Georgy Semyonovich Yusin (June 29, 1950, Moscow — April 16, 2022, Moscow) was a Soviet and Russian architect, academician of the Russian Academy of Architectural and Construction Sciences (RAASN), Honoured Builder of Moscow and Russia, member of the Union of Architects of Russia, Honoured Worker of Moscomarchitecture, four-time laureate of the A. E. Gutnov Prize, Chairman of the Expert Council of the Commission of the Moscow City Duma for Strategic Development and Urban Planning of the City of Moscow, recognized authority in the fields of strategic planning for the development of national and regional settlement systems, strategies for the development of megacities, especially Moscow, and in the creation  of a legal and regulatory framework for urban planning activities.

In most recent years he was responsible for the transformation of the city of Moscow into a more modern, greener, and sleeker metropolis.

== Childhood ==
Yusin was born on June 29, 1950, in Moscow. He graduated with distinction from a Specialized Foreign Language Secondary School, where intensive training in the English language was given. His father was Yusin Semyon Dmitrievich, a well known architect.

== Education ==
He studied at the Moscow Architectural Institute from which he graduated with a First-Class Honours in 1973, and then went on  to do his graduate research at the Central Research Institute of Urban Planning belonging to the Federal Civil Construction Committee, defending his thesis in 1978 for the degree of Candidate of Architecture on the topic of "Rules for planning the organisation of settlements in the regions".

== Career ==
His career started in 1973 at the Central Scientific Research Institute of Urban Planning of the Federal Civil Construction Committee.

In 1977 he joined the State Research and Design Institute for the General Plan of Moscow. He became a deputy director of Scientific Research and director of the Urban Planning Regulatory Framework Committee (1987 to 2016).

In 2004 he became head of Scientific Research at the Council of Architects of the Russian Federation, responsible for urban planning.

In 2021 he became a member of the Russian Academy of Architectural and Construction sciences. He joined its governing body and was one of the advisors to its president. He was appointed head of the Scientific Research Council of the academy.

His main areas of focus were the spatial organisation of human settlements on a given territory, the planning and  design of urban spaces and the creation of a regulatory and legal framework for urban planning, harmonisation of technological standards and methods, as well as the advancement of the importance of a scientific approach to planning and design.

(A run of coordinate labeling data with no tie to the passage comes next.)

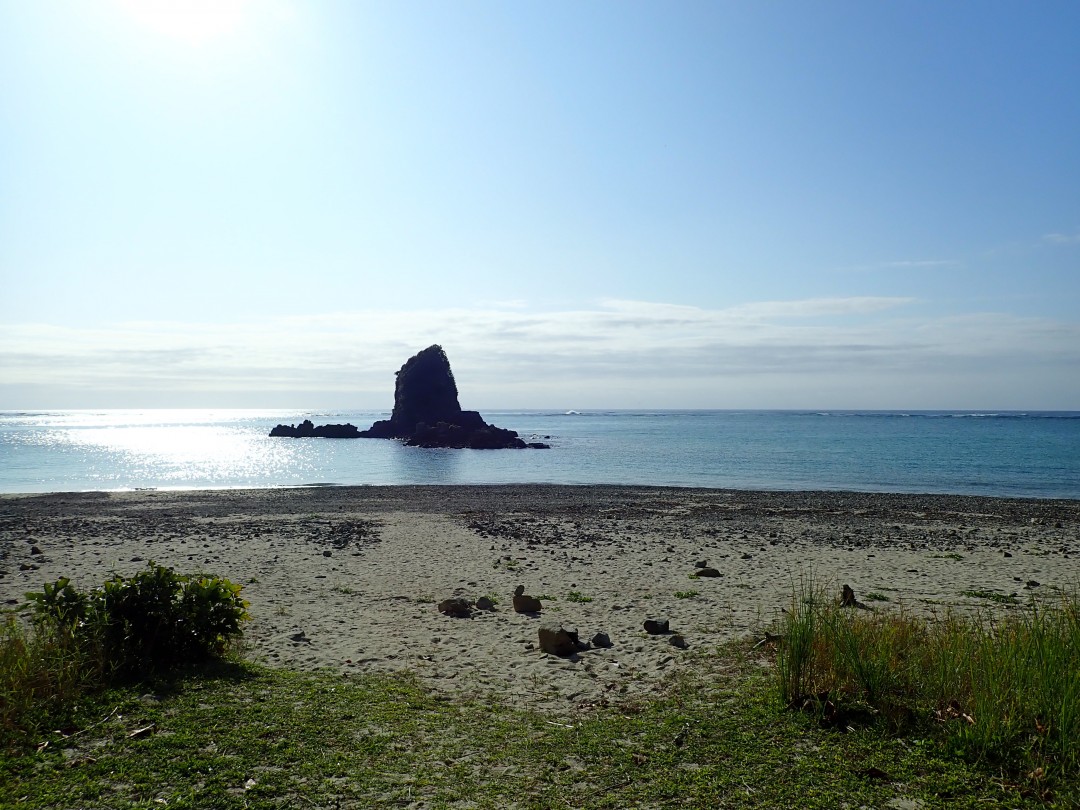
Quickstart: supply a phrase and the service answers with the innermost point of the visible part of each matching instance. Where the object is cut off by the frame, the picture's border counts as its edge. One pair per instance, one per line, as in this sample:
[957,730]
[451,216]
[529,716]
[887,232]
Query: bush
[149,623]
[154,620]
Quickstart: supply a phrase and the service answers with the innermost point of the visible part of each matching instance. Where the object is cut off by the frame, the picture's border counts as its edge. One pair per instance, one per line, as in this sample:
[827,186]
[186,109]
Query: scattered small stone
[456,607]
[657,626]
[848,597]
[556,640]
[525,604]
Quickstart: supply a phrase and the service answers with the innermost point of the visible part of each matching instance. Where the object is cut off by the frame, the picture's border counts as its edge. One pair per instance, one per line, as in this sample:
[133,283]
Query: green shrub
[149,623]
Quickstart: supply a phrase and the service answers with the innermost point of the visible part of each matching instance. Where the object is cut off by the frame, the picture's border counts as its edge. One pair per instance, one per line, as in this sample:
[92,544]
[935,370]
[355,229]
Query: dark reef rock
[427,413]
[307,430]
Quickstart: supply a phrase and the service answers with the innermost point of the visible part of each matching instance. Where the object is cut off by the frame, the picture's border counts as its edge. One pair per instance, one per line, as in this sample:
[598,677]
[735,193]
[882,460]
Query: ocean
[1030,455]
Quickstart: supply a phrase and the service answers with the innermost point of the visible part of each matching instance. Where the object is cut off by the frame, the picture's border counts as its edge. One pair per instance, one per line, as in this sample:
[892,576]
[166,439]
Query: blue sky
[606,204]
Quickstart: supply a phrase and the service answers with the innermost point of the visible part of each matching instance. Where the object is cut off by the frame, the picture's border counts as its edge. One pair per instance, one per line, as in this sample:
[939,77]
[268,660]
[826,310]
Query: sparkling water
[998,454]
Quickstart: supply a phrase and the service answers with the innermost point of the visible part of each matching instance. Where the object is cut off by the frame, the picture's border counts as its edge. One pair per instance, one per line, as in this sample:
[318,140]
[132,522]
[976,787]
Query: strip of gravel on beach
[349,578]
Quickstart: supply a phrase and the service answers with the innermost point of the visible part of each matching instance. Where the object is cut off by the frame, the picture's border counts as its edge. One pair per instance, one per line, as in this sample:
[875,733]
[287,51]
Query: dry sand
[349,578]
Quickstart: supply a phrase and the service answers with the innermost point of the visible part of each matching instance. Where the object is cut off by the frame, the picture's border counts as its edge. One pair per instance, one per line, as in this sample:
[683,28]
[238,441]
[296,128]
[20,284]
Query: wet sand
[349,578]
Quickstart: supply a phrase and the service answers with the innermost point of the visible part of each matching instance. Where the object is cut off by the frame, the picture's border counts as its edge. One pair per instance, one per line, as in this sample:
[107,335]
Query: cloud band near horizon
[836,352]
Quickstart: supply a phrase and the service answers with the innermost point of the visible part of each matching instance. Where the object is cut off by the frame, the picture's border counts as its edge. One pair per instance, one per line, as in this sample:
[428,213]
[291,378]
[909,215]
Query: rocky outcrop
[309,430]
[427,412]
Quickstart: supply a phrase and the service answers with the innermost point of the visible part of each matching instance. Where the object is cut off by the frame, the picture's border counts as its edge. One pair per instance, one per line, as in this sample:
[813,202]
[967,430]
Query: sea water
[996,454]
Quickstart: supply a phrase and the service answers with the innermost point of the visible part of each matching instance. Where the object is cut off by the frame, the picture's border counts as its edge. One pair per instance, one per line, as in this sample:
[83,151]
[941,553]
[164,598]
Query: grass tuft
[1002,690]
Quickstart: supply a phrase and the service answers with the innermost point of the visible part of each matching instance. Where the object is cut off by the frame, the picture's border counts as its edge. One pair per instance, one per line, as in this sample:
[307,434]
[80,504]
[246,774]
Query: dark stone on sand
[601,639]
[525,604]
[427,412]
[456,607]
[557,640]
[657,626]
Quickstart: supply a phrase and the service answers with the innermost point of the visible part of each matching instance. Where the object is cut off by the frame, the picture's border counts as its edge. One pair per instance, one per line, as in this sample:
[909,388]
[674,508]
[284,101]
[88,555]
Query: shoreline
[349,578]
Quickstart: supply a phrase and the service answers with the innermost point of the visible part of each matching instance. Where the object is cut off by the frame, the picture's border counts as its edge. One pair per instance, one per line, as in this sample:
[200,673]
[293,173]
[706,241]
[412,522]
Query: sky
[274,203]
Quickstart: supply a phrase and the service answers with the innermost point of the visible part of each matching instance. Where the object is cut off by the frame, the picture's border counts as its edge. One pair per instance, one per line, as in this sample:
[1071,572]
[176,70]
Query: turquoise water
[1000,454]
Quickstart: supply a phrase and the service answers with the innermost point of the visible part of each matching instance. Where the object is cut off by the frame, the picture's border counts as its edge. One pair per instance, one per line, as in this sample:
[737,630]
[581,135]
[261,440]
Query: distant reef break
[427,414]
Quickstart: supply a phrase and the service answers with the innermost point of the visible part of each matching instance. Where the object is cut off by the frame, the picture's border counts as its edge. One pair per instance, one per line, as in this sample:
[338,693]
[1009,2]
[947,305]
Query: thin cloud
[674,353]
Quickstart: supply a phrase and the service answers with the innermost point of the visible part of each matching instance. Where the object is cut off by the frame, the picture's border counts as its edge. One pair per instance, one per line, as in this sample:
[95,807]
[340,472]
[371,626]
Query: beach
[350,578]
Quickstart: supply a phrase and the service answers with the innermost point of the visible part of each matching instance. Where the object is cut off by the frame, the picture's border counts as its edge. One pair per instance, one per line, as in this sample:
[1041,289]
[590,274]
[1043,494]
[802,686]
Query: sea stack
[427,413]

Yusin's colleagues described him as an 'irreplaceable' specialist.

== Main works ==
His most important projects, which he either lead, organised or supervised include:

- The design of a general scheme of urban settlement for the territory of the USSR in the years 1973-1986
- The design of the urban development of the North-Western, Central and Far Eastern parts of Russian SSR, as well as the development of the territories in the Volga-Vyatka Economic Region (1975–1986);
- Urban planning of Moscow and Moscow region (1988–2016).
- The design of a general plan for the city of Moscow; the design of separate zones within the territory of Moscow (1988–2016);
- The design of laws, rules and regulations on urban planning in the city of Moscow, including the design of the 'Urban Planning Code of the city of Moscow'. He is one of the main authors of the "Standards and Rules for Designing the General Plan and the Development of Moscow MGSN 1.01–99" (MGSN 1.01–99), approved by the Resolution of the Government of Moscow on January 25, 2000, No. 49. This document has become the most scientifically sound and universal guide in the field of planning and development of Moscow over the past fifty years, manifesting an original approach to the planning of design;
- The design of the Urban Planning Doctrine of the Russian Federation (2011–2021);
- The design of an all Russian Federation strategy for organising urban spaces and the interaction between them (2010–2021);
- A series of works in 2021-2022 forecasting the future path of urbanisation within the  Russian Federation, prepared as part of a research programme run by the Ministry for Building, Housing and Planning Safety of Russia and the Russian Academy of Architectural and Construction Sciences, with recommendations on changes needed to the legal framework for urban planning and zoning within cities and regions.